Overall I would probably prefer to go for P1 directly, I am not sure why you rephrase that.

Just as a side remark – If you want to have something to compare to, there is

• this add-on for Manopt in MATLAB https://github.com/losangle/Optimization-on-manifolds-with-extra-constraints – to do either EPM or ALM
• EPM https://manoptjl.org/stable/solvers/exact_penalty_method/ and ALM https://manoptjl.org/stable/solvers/augmented_Lagrangian_method/ in Manopt.jl (which I develop) in Julia

Hi,

Thanks great a lot for your help! And I solved my problem, because I made a mistake with the dimension of the output of the optimization problem. However, I found that the simulation time of using Stiefel manifold was much longer than using Sphere manifold. Is it due to that the retraction steps of Stiefel manifold is more complex than Sphere manifold?

Best regards,
Fengcheng Pei

[kellertuer]

I still have not understood the “orthogonality trick”, but well – great that it works now!

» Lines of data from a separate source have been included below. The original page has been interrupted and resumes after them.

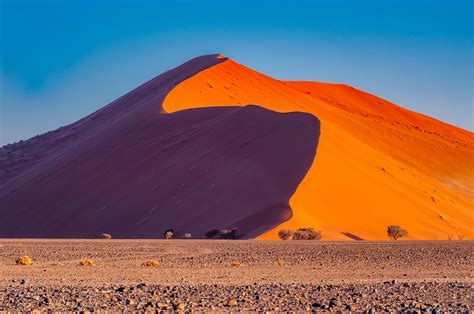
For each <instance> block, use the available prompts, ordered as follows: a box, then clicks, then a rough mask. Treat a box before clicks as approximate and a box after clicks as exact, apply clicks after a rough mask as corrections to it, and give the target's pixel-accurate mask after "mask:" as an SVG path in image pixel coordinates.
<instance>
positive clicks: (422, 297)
mask: <svg viewBox="0 0 474 314" xmlns="http://www.w3.org/2000/svg"><path fill="white" fill-rule="evenodd" d="M473 252H474V241H438V242H434V241H433V242H432V241H417V242H414V241H396V242H394V241H379V242H367V241H360V242H326V241H315V242H313V241H302V242H300V241H232V240H228V241H205V240H39V239H35V240H32V239H21V240H20V239H14V240H12V239H2V240H0V310H34V309H54V310H76V311H99V310H120V309H121V310H146V309H148V310H181V311H192V310H196V311H199V310H215V311H217V310H225V311H239V310H259V311H261V310H274V311H278V310H281V311H285V310H303V311H308V310H335V311H336V310H354V311H363V310H365V311H369V310H372V311H379V310H404V311H406V310H420V311H444V310H451V311H470V310H471V311H472V310H473V309H474V307H473V301H472V300H471V299H472V297H471V296H472V288H471V286H472V283H473ZM22 255H28V256H30V257H31V258H32V259H33V265H29V266H19V265H16V263H15V259H16V258H18V257H19V256H22ZM84 258H88V259H92V260H93V262H94V266H92V267H87V266H79V261H80V260H81V259H84ZM147 260H157V261H159V262H160V265H159V266H158V267H146V266H143V264H144V263H145V262H146V261H147ZM279 260H280V263H279ZM232 262H239V263H240V266H231V265H230V264H231V263H232ZM279 264H280V265H279Z"/></svg>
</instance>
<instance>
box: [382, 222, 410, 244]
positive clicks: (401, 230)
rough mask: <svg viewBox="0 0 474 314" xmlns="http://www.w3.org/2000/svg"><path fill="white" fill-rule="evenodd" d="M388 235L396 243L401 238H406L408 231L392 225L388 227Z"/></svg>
mask: <svg viewBox="0 0 474 314" xmlns="http://www.w3.org/2000/svg"><path fill="white" fill-rule="evenodd" d="M387 235H388V236H389V238H391V239H393V240H395V241H396V240H397V239H399V238H401V237H406V236H407V235H408V231H406V230H405V229H402V228H401V227H400V226H397V225H391V226H388V227H387Z"/></svg>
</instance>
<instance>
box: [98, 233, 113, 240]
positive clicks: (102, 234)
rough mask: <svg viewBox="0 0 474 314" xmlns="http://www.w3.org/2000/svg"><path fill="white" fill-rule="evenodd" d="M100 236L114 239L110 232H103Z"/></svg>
mask: <svg viewBox="0 0 474 314" xmlns="http://www.w3.org/2000/svg"><path fill="white" fill-rule="evenodd" d="M100 237H101V238H102V239H105V240H110V239H112V236H111V235H110V234H108V233H102V234H101V235H100Z"/></svg>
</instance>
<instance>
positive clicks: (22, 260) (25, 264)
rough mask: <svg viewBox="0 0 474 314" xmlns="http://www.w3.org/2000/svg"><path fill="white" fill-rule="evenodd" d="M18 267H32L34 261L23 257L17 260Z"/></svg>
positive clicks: (21, 256)
mask: <svg viewBox="0 0 474 314" xmlns="http://www.w3.org/2000/svg"><path fill="white" fill-rule="evenodd" d="M16 263H17V265H31V264H33V260H32V259H31V258H30V257H29V256H26V255H24V256H21V257H19V258H17V259H16Z"/></svg>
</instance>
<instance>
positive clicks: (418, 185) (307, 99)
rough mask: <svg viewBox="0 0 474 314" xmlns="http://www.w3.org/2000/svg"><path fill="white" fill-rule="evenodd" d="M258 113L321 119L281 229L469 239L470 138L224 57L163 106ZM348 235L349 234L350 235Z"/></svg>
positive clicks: (346, 92)
mask: <svg viewBox="0 0 474 314" xmlns="http://www.w3.org/2000/svg"><path fill="white" fill-rule="evenodd" d="M247 104H258V105H259V106H262V107H265V108H268V109H271V110H275V111H278V112H292V111H301V112H306V113H310V114H312V115H314V116H316V117H317V118H318V119H319V120H320V121H321V137H320V142H319V146H318V153H317V155H316V158H315V160H314V162H313V165H312V167H311V169H310V170H309V172H308V173H307V175H306V177H305V179H304V180H303V182H302V183H301V184H300V185H299V187H298V190H297V191H296V193H295V194H294V195H293V197H292V198H291V201H290V204H291V207H292V209H293V217H292V218H291V219H290V220H288V221H287V222H285V223H284V224H282V225H280V226H278V228H275V229H274V230H272V231H270V232H267V233H265V234H263V235H262V236H260V238H261V239H276V238H277V234H276V233H277V231H278V230H280V229H284V228H292V229H294V228H298V227H314V228H317V229H320V230H322V231H323V234H324V238H325V239H351V238H352V239H354V238H362V239H366V240H371V239H386V238H387V237H386V233H385V228H386V226H388V225H391V224H399V225H402V226H403V227H404V228H405V229H407V230H408V231H409V237H408V238H410V239H447V238H448V237H454V238H457V237H458V236H464V237H465V238H473V237H474V233H473V230H472V225H473V222H474V205H473V203H474V202H473V200H474V191H473V189H474V187H473V185H472V181H473V174H474V162H473V160H474V159H473V158H474V135H473V133H472V132H469V131H466V130H463V129H460V128H457V127H454V126H451V125H448V124H445V123H443V122H441V121H438V120H435V119H432V118H430V117H427V116H424V115H421V114H418V113H415V112H412V111H409V110H407V109H404V108H402V107H399V106H397V105H395V104H392V103H390V102H388V101H386V100H383V99H381V98H379V97H376V96H373V95H371V94H368V93H365V92H363V91H360V90H357V89H355V88H352V87H350V86H346V85H341V84H328V83H317V82H297V81H280V80H276V79H273V78H271V77H268V76H266V75H263V74H261V73H258V72H256V71H254V70H252V69H249V68H247V67H245V66H243V65H240V64H238V63H236V62H234V61H233V60H231V59H226V60H225V61H224V62H222V63H219V64H217V65H215V66H212V67H210V68H208V69H206V70H204V71H202V72H200V73H198V74H196V75H195V76H193V77H191V78H189V79H187V80H185V81H183V82H182V83H180V84H179V85H178V86H177V87H176V88H174V89H173V90H172V91H171V92H170V93H169V94H168V95H167V97H166V99H165V101H164V104H163V108H164V109H165V110H166V111H167V112H175V111H179V110H183V109H187V108H200V107H212V106H245V105H247ZM348 234H349V235H350V236H348Z"/></svg>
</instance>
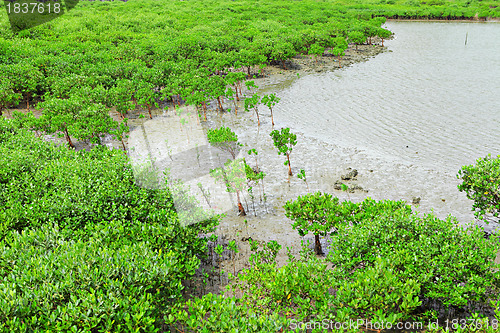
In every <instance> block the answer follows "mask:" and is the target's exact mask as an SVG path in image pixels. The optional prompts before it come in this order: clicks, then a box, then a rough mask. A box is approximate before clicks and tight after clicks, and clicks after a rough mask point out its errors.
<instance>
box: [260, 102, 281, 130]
mask: <svg viewBox="0 0 500 333" xmlns="http://www.w3.org/2000/svg"><path fill="white" fill-rule="evenodd" d="M279 101H280V98H279V97H277V96H276V94H269V95H265V96H264V97H262V99H261V100H260V102H261V103H262V104H264V105H265V106H267V107H268V108H269V110H270V111H271V123H272V125H273V126H274V115H273V107H275V106H276V104H278V102H279Z"/></svg>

“Much longer” is a bit vague and hard to tell. Does it take much more steps? Or the same number of steps?
Also it depends a lot on the choice of the retraction. Since one way to see them is as approximations of the exponential map, some might do that less accurately. On the sphere you probably do use the exponential map since that is easy enough to compute; on Stiefel there are several retractions available usually (but not exp).
The same of course for the inverse retraction (or logarithmic map).